China has never renounced the use of force to bring Taiwan under its control, and in 2005 passed a law giving the country the legal basis for military action against Taiwan if it secedes or seems about to.
China has refused to talk to Taiwan President Tsai Ing-wen since she first took office in 2016, believing she is a separatist.
World leaders pledge more support for nature
World leaders on Tuesday stepped up financial support and conservation commitments to combat the global biodiversity crisis that threatens more than one million plant and animal species with extinction.
On the sidelines of the United Nations General Assembly meeting in New York, Germany pledged 1.5 billion euros per year in international biodiversity funding — more than doubling its current commitments, Reuters reported.
Nations will soon gather in Montreal, Canada, for a critical U.N. biodiversity summit (COP15) to finalise and adopt a framework to protect and conserve nature.
Over half of the world's GDP depends heavily on the natural world, according to a 2020 report by the World Economic Forum.
The December conference "needs to be a turning point for our conservation efforts", said German Chancellor Olaf Scholz as he announced the new funding. "With this contribution, we want to send a strong signal for an ambitious outcome of the biodiversity COP15."
World leaders have so far struggled to agree a new global framework.
Economists say that to reverse the decline in biodiversity by 2030, the world needs to be spending as much as $967 billion annually, giving a current gap of more than $800 billion a year.
While Germany has pledged the most funding out of any industrialised country, others announced new strategies, including a plan for financing biodiversity backed by Ecuador, Gabon and the United Kingdom, among others.

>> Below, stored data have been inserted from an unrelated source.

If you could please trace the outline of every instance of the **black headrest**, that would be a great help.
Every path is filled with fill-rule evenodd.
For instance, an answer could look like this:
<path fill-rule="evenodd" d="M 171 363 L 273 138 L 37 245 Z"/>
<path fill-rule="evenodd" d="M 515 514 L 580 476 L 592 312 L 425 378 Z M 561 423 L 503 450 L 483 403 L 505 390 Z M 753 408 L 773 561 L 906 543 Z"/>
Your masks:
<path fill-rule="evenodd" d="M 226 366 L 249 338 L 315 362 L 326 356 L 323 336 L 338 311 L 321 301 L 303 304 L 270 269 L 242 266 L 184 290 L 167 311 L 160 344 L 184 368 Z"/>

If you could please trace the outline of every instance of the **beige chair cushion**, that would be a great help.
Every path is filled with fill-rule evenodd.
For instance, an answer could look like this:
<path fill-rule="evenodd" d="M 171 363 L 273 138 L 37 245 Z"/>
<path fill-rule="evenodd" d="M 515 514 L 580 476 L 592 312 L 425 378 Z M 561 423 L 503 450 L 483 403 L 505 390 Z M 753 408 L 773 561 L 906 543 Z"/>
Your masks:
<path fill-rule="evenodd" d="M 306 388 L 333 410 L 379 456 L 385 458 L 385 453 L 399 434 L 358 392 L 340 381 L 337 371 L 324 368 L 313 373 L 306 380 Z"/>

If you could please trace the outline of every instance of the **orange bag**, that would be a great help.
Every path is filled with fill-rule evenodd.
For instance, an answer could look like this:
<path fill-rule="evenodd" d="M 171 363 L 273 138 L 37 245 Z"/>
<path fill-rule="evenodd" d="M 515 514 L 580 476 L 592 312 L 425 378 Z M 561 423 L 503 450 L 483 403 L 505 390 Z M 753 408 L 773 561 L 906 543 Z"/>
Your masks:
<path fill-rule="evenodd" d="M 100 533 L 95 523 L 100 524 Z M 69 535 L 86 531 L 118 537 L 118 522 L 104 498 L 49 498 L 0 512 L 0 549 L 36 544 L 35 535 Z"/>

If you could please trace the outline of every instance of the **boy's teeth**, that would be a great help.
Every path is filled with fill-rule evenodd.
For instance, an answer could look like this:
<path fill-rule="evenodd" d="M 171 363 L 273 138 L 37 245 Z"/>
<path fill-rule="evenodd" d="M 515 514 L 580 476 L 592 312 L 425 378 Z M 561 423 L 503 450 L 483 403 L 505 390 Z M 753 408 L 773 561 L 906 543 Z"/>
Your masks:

The plan "defines what we expect from governments, financial institutions, the private sector, philanthropists and civil society, to face the challenge of increasing and mobilizing resources for biodiversity," said Ecuadorian President Guillermo Lasso.
Those who attended the high-level side event, including Canadian Prime Minister Justin Trudeau, reiterated their commitment to protect and conserve at least 30% of their land and ocean territory by 2030.
"Canada is making historic progress to reach our commitment," Trudeau said. "We will continue to mobilize global support to reach this target and protect biodiversity around the planet."